Forty years later, after surviving the odds to reach the age of 47, he has become one of the most prominent campaigners demanding the truth about how 30,000 people in the UK like him were treated with contaminated blood.
When Evans’ mother told him he had HIV in 1989, he put on a brave face. “I decided to be the big guy. And I said, “Don’t worry, I’ll just become a scientist or a doctor when I’m old and cured.”
His illnesses caused him to miss so much school that he was never able to build a career in medicine and now works as a web designer. There is still no cure for hemophilia. But through Tainted Blood, the campaign group he co-founded in 2006, he ensured that politicians, pharmaceutical companies and doctors were forced to admit that the UK’s tainted blood scandal was not just a case of “incredibly bad luck “, as former Prime Minister John Major said.
The group has been relentless in its push for the independent inquiry, which will publish its final report on Monday. Sir Brian Langstaff, the High Court judge leading the inquiry, has already ordered the government to compensate those affected and announced that “Mistakes were made at individual, collective and systemic levels”.
Although he’s been “burned so many times before,” Evans hopes Langstaff will write that “everything we’ve been saying all these years is the truth.” Namely this successive governments ignored multiple warnings about tainted blood and allowed him and thousands of others to become infected from contaminated plasma bought cheaply from drug addicts and prisoners in the US.

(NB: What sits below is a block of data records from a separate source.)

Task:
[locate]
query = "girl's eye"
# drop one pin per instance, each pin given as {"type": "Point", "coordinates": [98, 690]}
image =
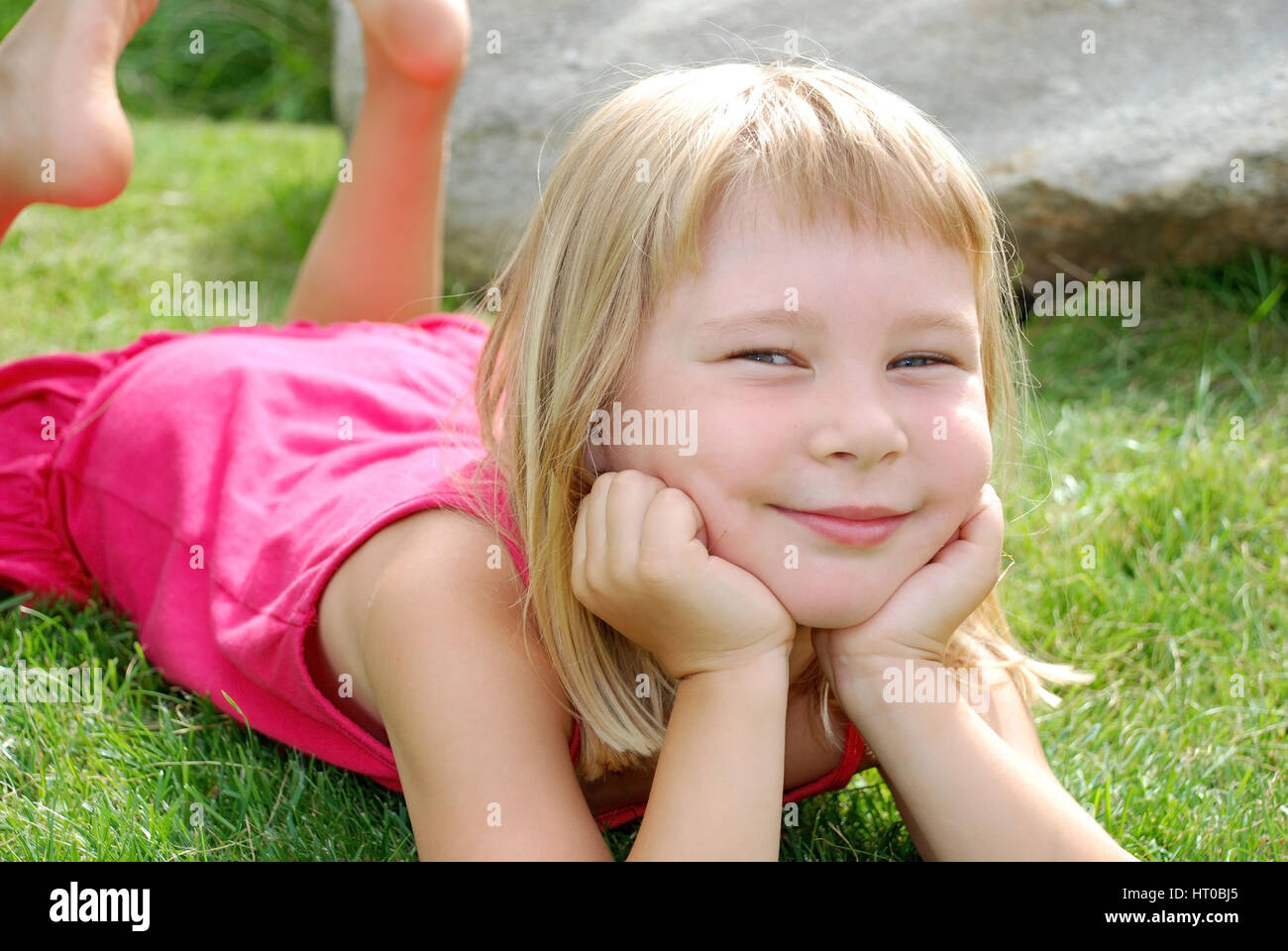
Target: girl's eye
{"type": "Point", "coordinates": [930, 359]}
{"type": "Point", "coordinates": [761, 354]}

Factor VIII is made by pooling the plasma of tens of thousands of donors, and only one infected sample is needed to infect the entire batch.
Due to a shortage of blood products in the UK, the NHS bought it from the US. From the early 1960s to the early 1980s, American pharmaceutical companies paid prisoners between $5 and $7 each time, and the plasma sold for about $100 in the drug industry’s supply chain.
Pharmaceutical companies were getting rich, and several generations of hemophiliacs were infected with HIV and hepatitis C. Evans’ youth was in tatters. He was encouraged to keep his HIV status a secret, but told a teenage friend when it looked like their relationship might turn sexual, only for the girl to say she couldn’t handle the news.
“It was completely understandable,” he said. “I mean, she was 16 years old, and that’s not something you want to mess with when you’re 16.
“But for me it shattered my confidence. It was a huge blow to the body and mind. And that was it for me for relationships for many, many years.”
When Evans was 16, he developed AIDS and spent four years in hospital. He showed up without a friend. “They had all moved on with their lives, were at university, had relationships,” he recalls. “If I had a goal, it would be to reach the year 2000. Because that was the future for me. And once I did, I was done. I could die in peace.
But he survived to see the new millennium and, thanks to modern HIV treatment that suppresses the virus, was able to have three children with his wife, Michelle. Gareth Lewis, his co-founder at Tainted Blood, was not so lucky and died in 2010 – one of at least 2,900 people who died prematurely in the UK after receiving tainted blood products.